On Wednesday, the usually buttoned-up North Carolina Legislative Building took on the feel of a community forum, as dozens of lawmakers and maternal-health advocates packed the halls to push for a new state MOMnibus package. Their mission was blunt and urgent: close the stubborn gap in pregnancy and childbirth outcomes between Black and white mothers, and fund the kind of community-based support they say can stop preventable deaths.

Backers of the effort are urging legislators to steer fresh state money to groups that already work directly with Black mothers, from pregnancy through postpartum, and to boost public awareness about the extra risks Black women face when they give birth. That push includes a focus on implicit-bias training and community-rooted care strategies, according to ABC11. State Sen. Natalie Murdock, who represents District 20, told supporters she has zeroed in on securing funding for nonprofits and grassroots organizations that support Black moms and on rebuilding trust with a health-care system that has not always earned it.

What the MOMnibus Bill Would Do

The latest proposal, filed in last year’s session as MOMnibus 3.0, centers on a Maternal Care Access Grant Program. The program would offer competitive grants to community-based organizations that run evidence-based programs aimed at preventing maternal mortality and severe maternal morbidity among Black women. According to the bill text from the North Carolina General Assembly, individual awards would range from $10,000 to $50,000.

The measure does not just hand out checks and walk away. It would prioritize applicants led by Black women and require the Department of Health and Human Services to do proactive outreach and offer help with the grant application process. Backers say that structure is meant to get money into the hands of organizations that community members already trust, rather than forcing them to navigate another distant bureaucracy.

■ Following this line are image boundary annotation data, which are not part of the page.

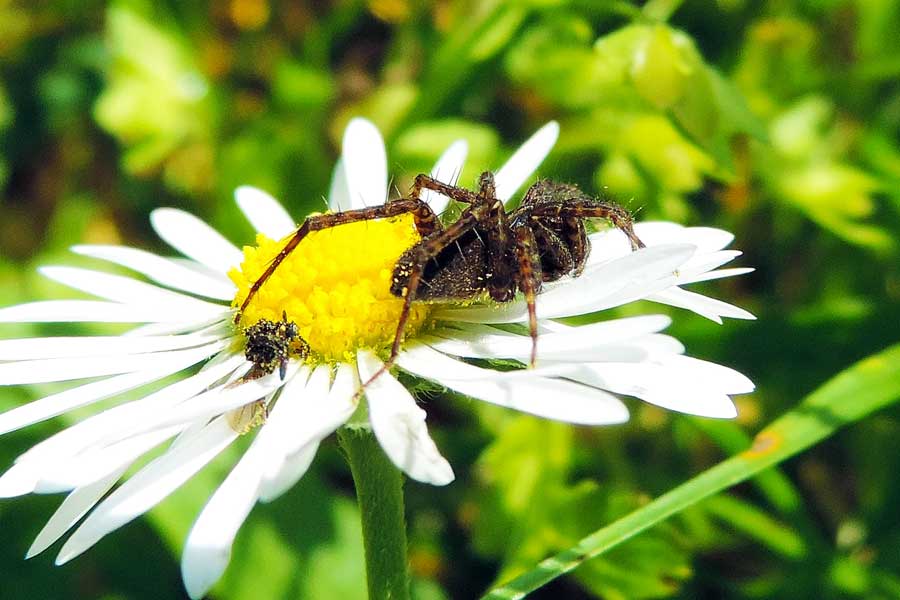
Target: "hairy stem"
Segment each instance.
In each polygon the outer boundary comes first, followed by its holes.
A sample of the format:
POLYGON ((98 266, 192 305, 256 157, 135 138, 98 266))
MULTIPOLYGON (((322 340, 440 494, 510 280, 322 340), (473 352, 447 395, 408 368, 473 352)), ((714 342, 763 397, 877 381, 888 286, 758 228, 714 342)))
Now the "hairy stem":
POLYGON ((343 427, 341 447, 350 463, 362 517, 370 600, 407 600, 406 522, 403 476, 368 428, 343 427))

Why Advocates Say the Stakes Are So High

Advocates and researchers point to racial gaps that remain stubbornly wide, even for those who seemingly do everything right. Pregnancy-related mortality for some college-educated Black women can be higher than for white women with less education, a pattern experts link to structural racism, chronic stress and unequal treatment inside the health-care system, according to reporting by North Carolina Health News.

Organizers behind the MOMnibus argue that culturally aligned support is not a bonus, it is the main event. They point to doulas, extended postpartum services and targeted community grants as key tools for narrowing those racial gaps and preventing crises before they start.

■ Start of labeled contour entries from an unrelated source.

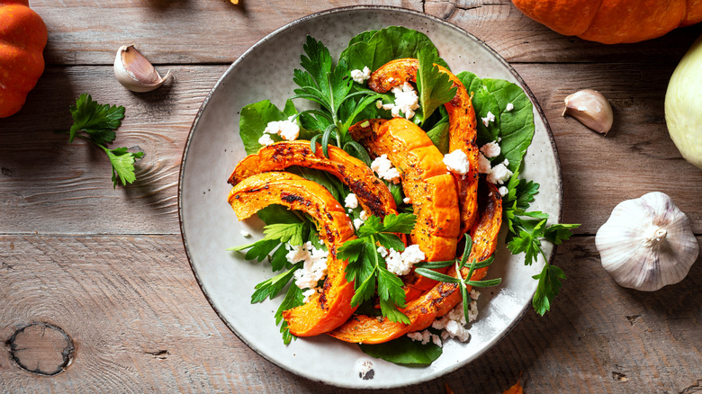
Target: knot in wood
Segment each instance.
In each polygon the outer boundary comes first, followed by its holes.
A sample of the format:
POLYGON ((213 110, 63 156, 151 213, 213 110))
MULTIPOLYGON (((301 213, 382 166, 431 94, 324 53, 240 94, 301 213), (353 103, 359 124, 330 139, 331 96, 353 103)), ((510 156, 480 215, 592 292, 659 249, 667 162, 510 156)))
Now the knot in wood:
POLYGON ((44 322, 32 323, 15 331, 6 342, 10 356, 22 369, 53 376, 66 370, 73 359, 73 340, 61 328, 44 322))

Politics, Process and What Happens Next

The measure, listed as S571 (MOMnibus 3.0), was filed in March 2025 and names Sen. Murdock as one of the primary sponsors. It currently sits in committee, with lawmakers in a short session juggling budget fights and a crowded agenda, according to LegiScan.

Supporters are betting that public pressure from advocacy days like Wednesday, combined with a governor-led push for stronger Medicaid funding, could help convince lawmakers to tuck at least parts of the MOMnibus into this year’s budget talks, as reported by News From The States.

Advocates who rallied at the Legislative Building say they are not going anywhere. They plan to keep pressing legislators to back the grant program and bias-reduction measures, arguing that community-led funding and clear accountability are the surest routes to safer births. If lawmakers follow through, supporters say the program could widen access to doulas, mental-health care and basic transportation help, all of which they view as critical tools for preventing pregnancy-related deaths that should never happen in the first place.